The Slovak Republic on Monday said it is eyeing defense cooperation with Manila that will enable them to provide training, firearms and other defense equipment to the Philippines.
Visiting Slovak Deputy Prime Minister and Foreign Minister Miroslav Lajcak said his government can offer defense “expertise, technologies and devices” that can be of use to the Philippine military, which is in the process of modernizing its aging equipment and armaments.
“Defense is one of the areas where we could cooperate,” Lajcak said after a bilateral meeting with Philippine counterpart Foreign Secretary Albert del Rosario. “Slovakia has its expertise and we have some technologies.”
The Philippines, whose military is perceived to be among the weakest in the region, is currently scrambling to acquire ships, planes, satellites and coastal defense equipment mainly from the United States and also from other countries amid renewed territorial conflict in the South China Sea.
Manila and Beijing are locked in a long-running territorial dispute in the resource-rich waters, a cluster of islands shoals, reefs, and coral outcrops, where Malaysia, Brunei, Vietnam and Taiwan also have competing claims.
The Philippine government accused China of infringing on its territory, harassing its fishermen, constructing artificial islands and sabotaging oil exploration. China, which claims the sea nearly in its entirety, insisted that all it actions are legal and undertaken within the scope of its sovereignty.
“With regard to defense cooperation, we see a potential,” Lajcak said. “We are suggesting that our experts get together, experts from the Department of Defense to come to Slovakia to identify the possibilities.”
Apart from arms and ammunitions, Lajcak said Slovakia can provide the Philippines with what it needs from training, development of facilities to technology on de-mining.
Del Rosario welcomed the Slovak government’s offer, but said there are no specific talks yet on the acquisition of defense artillery from the European state, which has a flourishing defense industry.
“We do have our modernization program so that’s a possibility. We are also looking at the possibility of training,” Del Rosario said.
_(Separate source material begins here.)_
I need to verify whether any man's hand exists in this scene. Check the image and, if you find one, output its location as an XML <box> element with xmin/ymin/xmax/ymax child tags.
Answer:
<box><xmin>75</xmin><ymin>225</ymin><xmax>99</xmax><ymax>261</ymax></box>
In their meeting, the two officials signed a joint plan of action – a partnership framework, which, Del Rosario said, would serve as a “roadmap on trade and investments, renewable energy, mutual consular concerns, cultural and educational exchanges, people to people ties and multilateral cooperation.”
“We had a very productive meeting where we welcomed new avenues of cooperation,” he said. “The revitalization of bilateral trade is a mutual priority between our two countries.”
Lajcak admitted that bilateral cooperation between the Philippines and Slovakia is underdeveloped, but stressed that “there is always a good potential in our relations.”
“Slovakia has many things to offer. We are small, but very dynamic country in the very heart of Europe,” he said. “I see potential in infrastructure, agriculture, and energy generation and transmission.”
Del Rosario and Lajcak also said they discussed major regional and international issues, including the South China Sea.
Both officials expressed the same view that the territorial disputes must be resolved peacefully in accordance to the rule of law – a position long held by the Philippines.